Together, Then Apart: Revisiting Multimodal Survival Analysis via a Min-Max Perspective
- URL: http://arxiv.org/abs/2511.18089v1
- Date: Sat, 22 Nov 2025 15:10:46 GMT
- Title: Together, Then Apart: Revisiting Multimodal Survival Analysis via a Min-Max Perspective
- Authors: Wenjing Liu, Qin Ren, Wen Zhang, Yuewei Lin, Chenyu You,
- Abstract summary: This work revisits multi-modal survival analysis via the dual lens of alignment and distinctiveness.<n>We introduce Together-Then-Apart, a unified min-max optimization framework that simultaneously models shared and modality-specific representations.<n>Our formulation provides a new theoretical perspective of how alignment and distinctiveness can be jointly achieved in for robust, interpretable, and biologically meaningful multi-modal survival analysis.

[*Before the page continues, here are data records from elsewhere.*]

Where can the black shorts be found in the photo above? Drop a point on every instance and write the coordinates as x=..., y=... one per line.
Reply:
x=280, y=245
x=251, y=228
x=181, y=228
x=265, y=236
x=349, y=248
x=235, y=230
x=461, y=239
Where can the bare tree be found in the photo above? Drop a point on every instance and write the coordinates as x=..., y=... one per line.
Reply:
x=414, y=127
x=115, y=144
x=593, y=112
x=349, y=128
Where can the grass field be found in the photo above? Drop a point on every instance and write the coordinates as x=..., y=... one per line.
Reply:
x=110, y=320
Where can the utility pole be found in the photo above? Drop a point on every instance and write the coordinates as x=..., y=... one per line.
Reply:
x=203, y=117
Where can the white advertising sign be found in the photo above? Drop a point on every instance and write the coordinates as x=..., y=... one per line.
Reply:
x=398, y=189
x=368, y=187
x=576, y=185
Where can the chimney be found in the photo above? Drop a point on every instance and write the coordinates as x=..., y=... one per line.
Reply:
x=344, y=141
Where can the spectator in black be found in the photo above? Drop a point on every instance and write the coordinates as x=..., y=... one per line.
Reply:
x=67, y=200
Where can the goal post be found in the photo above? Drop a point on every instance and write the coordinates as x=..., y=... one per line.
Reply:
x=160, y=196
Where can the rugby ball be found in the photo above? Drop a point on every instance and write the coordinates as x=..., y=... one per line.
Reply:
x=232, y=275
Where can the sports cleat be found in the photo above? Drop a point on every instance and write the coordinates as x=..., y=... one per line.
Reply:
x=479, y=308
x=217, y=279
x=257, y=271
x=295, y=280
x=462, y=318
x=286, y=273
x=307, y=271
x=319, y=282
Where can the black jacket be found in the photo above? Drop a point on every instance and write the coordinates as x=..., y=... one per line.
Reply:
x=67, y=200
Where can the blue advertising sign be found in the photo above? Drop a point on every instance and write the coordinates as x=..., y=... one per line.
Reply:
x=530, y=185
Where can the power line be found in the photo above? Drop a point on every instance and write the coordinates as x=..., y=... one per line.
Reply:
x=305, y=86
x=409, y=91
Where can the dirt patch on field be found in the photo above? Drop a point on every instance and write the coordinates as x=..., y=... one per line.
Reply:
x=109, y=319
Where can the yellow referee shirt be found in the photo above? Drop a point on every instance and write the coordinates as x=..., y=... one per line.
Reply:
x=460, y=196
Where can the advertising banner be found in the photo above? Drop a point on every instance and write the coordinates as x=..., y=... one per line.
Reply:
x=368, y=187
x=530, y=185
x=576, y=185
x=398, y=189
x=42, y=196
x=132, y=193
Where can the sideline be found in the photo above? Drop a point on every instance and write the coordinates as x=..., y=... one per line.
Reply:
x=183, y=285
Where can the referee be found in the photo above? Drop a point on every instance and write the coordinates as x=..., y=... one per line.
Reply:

- Score: 22.583594870571336
- License: http://creativecommons.org/licenses/by/4.0/
- Abstract: Integrating heterogeneous modalities such as histopathology and genomics is central to advancing survival analysis, yet most existing methods prioritize cross-modal alignment through attention-based fusion mechanisms, often at the expense of modality-specific characteristics. This overemphasis on alignment leads to representation collapse and reduced diversity. In this work, we revisit multi-modal survival analysis via the dual lens of alignment and distinctiveness, positing that preserving modality-specific structure is as vital as achieving semantic coherence. In this paper, we introduce Together-Then-Apart (TTA), a unified min-max optimization framework that simultaneously models shared and modality-specific representations. The Together stage minimizes semantic discrepancies by aligning embeddings via shared prototypes, guided by an unbalanced optimal transport objective that adaptively highlights informative tokens. The Apart stage maximizes representational diversity through modality anchors and a contrastive regularizer that preserve unique modality information and prevent feature collapse. Extensive experiments on five TCGA benchmarks show that TTA consistently outperforms state-of-the-art methods. Beyond empirical gains, our formulation provides a new theoretical perspective of how alignment and distinctiveness can be jointly achieved in for robust, interpretable, and biologically meaningful multi-modal survival analysis.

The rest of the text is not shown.